Ways to obtain multiple tensors from BasicTextFieldEmbedder

I use four token embedders in my program: embedding, token_character, elmo_token_embedder, and dependency label embedding.
If I directly use the text_field_embedder. I will get a complete tensor.

## tokens: Dict[str, torch.LongTensor]
all_embeddings = self.text_field_embedder(tokens)

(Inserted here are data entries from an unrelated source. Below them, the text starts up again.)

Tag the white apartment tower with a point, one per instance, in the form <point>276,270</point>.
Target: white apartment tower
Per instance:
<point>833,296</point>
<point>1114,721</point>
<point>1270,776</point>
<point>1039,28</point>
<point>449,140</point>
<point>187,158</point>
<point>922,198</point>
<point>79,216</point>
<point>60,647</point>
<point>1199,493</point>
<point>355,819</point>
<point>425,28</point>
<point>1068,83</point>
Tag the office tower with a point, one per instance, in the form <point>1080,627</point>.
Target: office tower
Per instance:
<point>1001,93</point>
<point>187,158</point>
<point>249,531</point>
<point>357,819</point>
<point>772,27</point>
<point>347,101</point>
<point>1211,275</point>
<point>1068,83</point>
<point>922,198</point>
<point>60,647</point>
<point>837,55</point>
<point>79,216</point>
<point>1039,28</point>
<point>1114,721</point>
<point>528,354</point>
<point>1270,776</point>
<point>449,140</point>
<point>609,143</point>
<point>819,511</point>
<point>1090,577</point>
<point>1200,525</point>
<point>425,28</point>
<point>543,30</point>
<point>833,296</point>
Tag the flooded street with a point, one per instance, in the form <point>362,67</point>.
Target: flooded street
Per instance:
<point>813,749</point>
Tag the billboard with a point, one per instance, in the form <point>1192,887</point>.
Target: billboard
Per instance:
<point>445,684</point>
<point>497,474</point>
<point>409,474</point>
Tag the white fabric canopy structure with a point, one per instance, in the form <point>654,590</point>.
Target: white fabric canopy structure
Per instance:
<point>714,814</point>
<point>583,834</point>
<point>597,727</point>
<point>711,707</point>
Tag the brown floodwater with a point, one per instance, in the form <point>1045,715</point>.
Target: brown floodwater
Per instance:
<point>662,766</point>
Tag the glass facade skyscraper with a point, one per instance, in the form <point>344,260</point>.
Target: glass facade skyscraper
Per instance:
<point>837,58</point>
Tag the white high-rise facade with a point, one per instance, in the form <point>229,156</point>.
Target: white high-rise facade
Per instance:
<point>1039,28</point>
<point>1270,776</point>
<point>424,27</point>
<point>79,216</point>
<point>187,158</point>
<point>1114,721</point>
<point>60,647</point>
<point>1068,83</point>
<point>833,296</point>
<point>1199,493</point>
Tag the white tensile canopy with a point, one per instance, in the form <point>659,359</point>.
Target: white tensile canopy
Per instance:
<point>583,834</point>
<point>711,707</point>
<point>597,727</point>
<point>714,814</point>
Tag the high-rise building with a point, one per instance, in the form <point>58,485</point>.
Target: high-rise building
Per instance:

However, in my use case, I want to take the embedding and token_character embeddings to do something first. For example, in my case, I use additional dependency head/parent tensor to obtain each embedding’s parent/head embedding. Then, I concatenate them together.

Here is what I did:

elmo_embedding = self.text_field_embeder({"elmo": tokens["elmo"]})
token_embeddings = self.text_field_embeder({"tokens": tokens["tokens"], "token_characters": tokens["token_characters"]})
## heads with size: (batch_size x sent_len) is the dependency parent index for each word/position.
dep_head_emb = torch.gather(token_embeddings, 1, heads.view(batch_size, sent_len, 1).expand(batch_size, sent_len, token_emb_size)) ## this step to select
dep_label_emb = self.text_field_embeder({"dependency_label": tokens["dependency_label"]})

all_embs = torch.cat((elmo_embedding, token_embeddings, dep_head_emb, dep_label_emb), dim=2)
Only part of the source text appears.